Не веря глазам, я придвинулся, заглянул под кепку.
На меня смотрели пустые глазницы.
Никаких
Щелкая пультом, прыгал с одной пустоты на другую – как вдруг один канал ответил.
На экране появилась бежавшая навстречу дорога. Обычная зимняя дорога, по бокам которой тянется обычный еловый лес, как будто снимают глазами водителя. В течение получаса на экране ничего не менялось. Дорога, сосны. Узкие речки, и снова дорога, петляющая сквозь заснеженное пространство. Время от времени в полях мелькали деревни, погруженные в зимнюю спячку. Безымянные поселки с водонапорными башнями. Полустанки и снова лес, лес. Где его снимали?
Когда? По картинке определить невозможно. Вчера, а может быть, полвека назад.
Проснулся около полуночи, стал собираться.
На экране телевизора наступили сумерки, снег летел на лобовое стекло, как стаи планктона.
В “Апшу” пусто, только напротив меня устроилась девушка с компьютером. Я невольно стал следить, как ловко бегают по клавишам ее пальцы. “Как насекомые”.
Иногда она отрывалась от экрана, оглядывала зал – недоумевая, что она здесь делает.
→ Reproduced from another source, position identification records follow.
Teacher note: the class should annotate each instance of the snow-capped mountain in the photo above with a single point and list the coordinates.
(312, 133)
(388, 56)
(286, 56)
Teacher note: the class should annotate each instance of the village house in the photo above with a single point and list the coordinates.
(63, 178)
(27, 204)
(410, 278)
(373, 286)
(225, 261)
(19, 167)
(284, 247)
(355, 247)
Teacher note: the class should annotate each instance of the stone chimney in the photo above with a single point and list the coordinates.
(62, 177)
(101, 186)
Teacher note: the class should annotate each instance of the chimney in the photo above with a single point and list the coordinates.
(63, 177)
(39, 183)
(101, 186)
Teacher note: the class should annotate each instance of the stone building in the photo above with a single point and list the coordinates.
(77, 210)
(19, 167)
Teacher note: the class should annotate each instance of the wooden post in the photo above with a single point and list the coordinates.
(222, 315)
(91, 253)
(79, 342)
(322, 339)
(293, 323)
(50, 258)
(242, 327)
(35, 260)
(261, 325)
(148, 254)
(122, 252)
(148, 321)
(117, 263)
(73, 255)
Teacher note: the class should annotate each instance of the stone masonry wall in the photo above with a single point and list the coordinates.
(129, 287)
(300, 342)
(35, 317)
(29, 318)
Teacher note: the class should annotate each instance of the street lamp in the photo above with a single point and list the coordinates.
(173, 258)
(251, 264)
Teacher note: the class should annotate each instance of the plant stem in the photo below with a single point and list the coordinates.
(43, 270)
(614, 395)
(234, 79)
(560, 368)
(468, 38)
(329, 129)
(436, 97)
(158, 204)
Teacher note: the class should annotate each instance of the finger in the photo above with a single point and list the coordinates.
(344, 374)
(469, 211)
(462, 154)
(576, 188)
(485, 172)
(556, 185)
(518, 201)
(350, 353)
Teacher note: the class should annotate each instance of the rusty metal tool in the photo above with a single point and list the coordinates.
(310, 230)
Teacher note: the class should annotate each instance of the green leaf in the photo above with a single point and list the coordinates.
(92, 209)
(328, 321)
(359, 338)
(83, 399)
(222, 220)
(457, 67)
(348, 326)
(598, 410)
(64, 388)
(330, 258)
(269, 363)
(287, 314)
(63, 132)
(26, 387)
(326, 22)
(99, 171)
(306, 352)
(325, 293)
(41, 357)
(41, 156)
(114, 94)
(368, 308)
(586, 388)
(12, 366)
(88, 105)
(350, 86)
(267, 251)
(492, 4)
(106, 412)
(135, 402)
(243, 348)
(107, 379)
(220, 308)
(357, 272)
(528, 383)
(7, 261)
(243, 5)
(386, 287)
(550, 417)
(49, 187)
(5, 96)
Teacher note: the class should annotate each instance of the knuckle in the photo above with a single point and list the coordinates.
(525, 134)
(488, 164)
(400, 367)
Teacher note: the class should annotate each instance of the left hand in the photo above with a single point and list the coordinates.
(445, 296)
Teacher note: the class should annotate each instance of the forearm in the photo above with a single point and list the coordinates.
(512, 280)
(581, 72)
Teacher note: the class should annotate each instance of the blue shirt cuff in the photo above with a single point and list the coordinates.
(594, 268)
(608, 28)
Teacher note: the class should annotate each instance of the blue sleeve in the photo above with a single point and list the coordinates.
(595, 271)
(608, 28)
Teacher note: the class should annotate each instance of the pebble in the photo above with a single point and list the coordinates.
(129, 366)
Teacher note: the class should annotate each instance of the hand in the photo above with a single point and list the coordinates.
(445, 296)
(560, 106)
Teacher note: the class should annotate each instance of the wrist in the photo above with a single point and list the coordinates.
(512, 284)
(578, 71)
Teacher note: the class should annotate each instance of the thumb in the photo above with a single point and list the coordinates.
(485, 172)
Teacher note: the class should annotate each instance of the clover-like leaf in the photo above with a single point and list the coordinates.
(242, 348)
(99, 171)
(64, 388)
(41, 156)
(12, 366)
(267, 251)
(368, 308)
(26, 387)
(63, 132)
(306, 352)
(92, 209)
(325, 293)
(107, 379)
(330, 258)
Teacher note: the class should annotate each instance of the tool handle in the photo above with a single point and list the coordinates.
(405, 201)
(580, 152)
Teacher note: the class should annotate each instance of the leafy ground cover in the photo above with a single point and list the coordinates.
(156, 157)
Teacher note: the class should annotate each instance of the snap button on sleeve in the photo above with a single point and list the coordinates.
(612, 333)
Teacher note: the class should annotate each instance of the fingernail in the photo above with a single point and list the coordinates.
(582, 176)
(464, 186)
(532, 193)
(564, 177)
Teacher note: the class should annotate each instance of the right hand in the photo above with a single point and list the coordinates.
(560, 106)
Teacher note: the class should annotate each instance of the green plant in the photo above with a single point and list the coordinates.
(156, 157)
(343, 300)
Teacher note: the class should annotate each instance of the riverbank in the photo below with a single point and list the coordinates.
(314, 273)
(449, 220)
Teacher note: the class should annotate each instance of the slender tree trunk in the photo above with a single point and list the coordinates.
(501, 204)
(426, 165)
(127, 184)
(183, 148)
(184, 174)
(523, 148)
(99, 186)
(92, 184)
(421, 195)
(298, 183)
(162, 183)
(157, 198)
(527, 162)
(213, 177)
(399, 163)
Кто эти люди. Останавливала взгляд на мне – изучающий, пристальный. И вместе с тем невидящий, как будто меня нет за столиком.
Странное лицо! Чем дольше я всматривался, тем больше меня интриговали плоские скулы. Большие и распахнутые глаза. Что именно заключалось в ее безбровом взгляде? В узких губах? Мне нравилась широкая переносица, улитки ушных раковин. Казалось, ее внешность составлена из фрагментов; как будто части лица взяли из разных касс.
И можно разглядывать каждую в отдельности – гадая, какому лицу она принадлежала раньше.
Ровно в два ночи к собору подвалила компания, но это были подвыпившие люди из кафе напротив. Роняя шапки и варежки, долго прощались, заполонив улицу. Чуть позже в переулке появился мужик в кроличьей шапке. Не оглядываясь, он по-хозяйски толкнул церковную калитку. Через минуту туда же прошмыгнул другой, потом еще.
И я просто повторил то, что видел.
В нос ударило чесноком и сырой известью. Когда глаза привыкли, различил предбанник, разделенный стеклянными перегородками. Уронив голову на тетрадь, под лампой спал сторож. За спиной на топчане лежал другой, укрытый свежим выпуском газеты “Сегодня”.
Я открыл еще одну дверь – судя по звуку, над головой своды.
– Николай Аполлонович! – раздался из темноты негромкий женский голос.
– Вы, что ли?
– Кулёма!
Она тихо засмеялась.
– Ладно, давайте за мной!
Подсвечивая мобильником, женщина скользнула вдоль стены. Я что-то промычал, стал рыться в карманах.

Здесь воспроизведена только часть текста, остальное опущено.